LONDON (AFP) – Former British resident Binyam Mohamed, who is set to be released from Guantanamo Bay this week, will be granted temporary admission into the country, Home Secretary Jacqui Smith said Sunday.
Smith said that Mohamed’s immigration status would then be considered in detail by officials. He was born in Ethiopia but has refugee status in Britain.
Britain and the US last week agreed on the transfer of Mohamed, who staged a 13-day hunger strike earlier this month, as the Washington Post newspaper reported that he could be flown back to Britain as early as Monday.
“When he comes back he will be granted temporary admission into the country, his immigration status will be considered,” Smith told BBC television.
She added that a final judgement on his immigration status would be made based on “the facts at the time” and said he would be treated fairly.
Mohamed’s release will be the first under US President Barack Obama, who ordered the closure of the notorious detention camp two days after taking office.

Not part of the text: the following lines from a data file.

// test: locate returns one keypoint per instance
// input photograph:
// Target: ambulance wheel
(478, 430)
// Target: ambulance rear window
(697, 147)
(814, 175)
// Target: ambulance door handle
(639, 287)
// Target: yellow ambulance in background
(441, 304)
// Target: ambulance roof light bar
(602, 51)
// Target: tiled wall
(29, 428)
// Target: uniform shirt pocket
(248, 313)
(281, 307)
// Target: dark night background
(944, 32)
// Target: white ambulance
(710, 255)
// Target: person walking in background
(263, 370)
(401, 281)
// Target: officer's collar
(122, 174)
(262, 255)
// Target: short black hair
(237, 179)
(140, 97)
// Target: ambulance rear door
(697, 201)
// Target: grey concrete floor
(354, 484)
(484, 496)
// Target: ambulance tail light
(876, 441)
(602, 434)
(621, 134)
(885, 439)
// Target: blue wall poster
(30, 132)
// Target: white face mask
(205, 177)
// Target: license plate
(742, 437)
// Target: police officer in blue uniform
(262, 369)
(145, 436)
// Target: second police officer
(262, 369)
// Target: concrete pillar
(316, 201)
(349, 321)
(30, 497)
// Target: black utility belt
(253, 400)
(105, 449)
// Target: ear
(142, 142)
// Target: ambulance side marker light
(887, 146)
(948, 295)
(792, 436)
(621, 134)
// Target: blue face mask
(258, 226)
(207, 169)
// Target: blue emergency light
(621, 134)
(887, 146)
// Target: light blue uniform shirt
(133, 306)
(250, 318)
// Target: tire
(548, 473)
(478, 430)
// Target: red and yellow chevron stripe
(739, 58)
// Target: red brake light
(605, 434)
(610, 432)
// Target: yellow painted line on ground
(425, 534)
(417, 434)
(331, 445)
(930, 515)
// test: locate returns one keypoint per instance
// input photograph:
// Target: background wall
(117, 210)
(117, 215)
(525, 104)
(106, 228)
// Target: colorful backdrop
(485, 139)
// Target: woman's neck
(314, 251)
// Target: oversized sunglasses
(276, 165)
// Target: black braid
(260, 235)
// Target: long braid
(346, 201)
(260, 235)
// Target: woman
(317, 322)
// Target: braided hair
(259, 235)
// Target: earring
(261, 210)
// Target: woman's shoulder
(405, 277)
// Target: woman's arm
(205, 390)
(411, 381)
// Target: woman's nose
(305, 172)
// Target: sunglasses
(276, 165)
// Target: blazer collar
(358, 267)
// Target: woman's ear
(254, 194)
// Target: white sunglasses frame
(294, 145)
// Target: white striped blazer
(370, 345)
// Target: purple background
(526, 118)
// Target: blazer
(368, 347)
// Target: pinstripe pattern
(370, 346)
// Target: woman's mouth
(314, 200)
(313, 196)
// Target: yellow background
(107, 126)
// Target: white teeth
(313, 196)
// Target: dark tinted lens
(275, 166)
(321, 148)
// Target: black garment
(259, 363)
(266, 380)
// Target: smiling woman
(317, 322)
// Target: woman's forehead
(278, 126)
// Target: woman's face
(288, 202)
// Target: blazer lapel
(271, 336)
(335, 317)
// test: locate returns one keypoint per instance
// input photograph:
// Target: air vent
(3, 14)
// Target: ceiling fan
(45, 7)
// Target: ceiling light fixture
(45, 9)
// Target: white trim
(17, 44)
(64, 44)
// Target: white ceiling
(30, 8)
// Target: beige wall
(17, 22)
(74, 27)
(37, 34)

Britain’s Foreign Office has stressed that Mohamed will not necessarily be allowed to remain here for good.
“Mr Mohamed’s return does not constitute a commitment… that he may remain permanently in the UK,” it said in a statement Friday.
“His immigration status will be reviewed following his return and the same security considerations will apply to him as would apply to any other foreign national in this country.”
Mohamed was arrested in Pakistan in 2002 before being taken to Morocco and Afghanistan before Guantanamo.
Although he was suspected of having attended an Al-Qaeda training camp in Afghanistan and of having plotted to build a radioactive “dirty bomb”, he was never charged.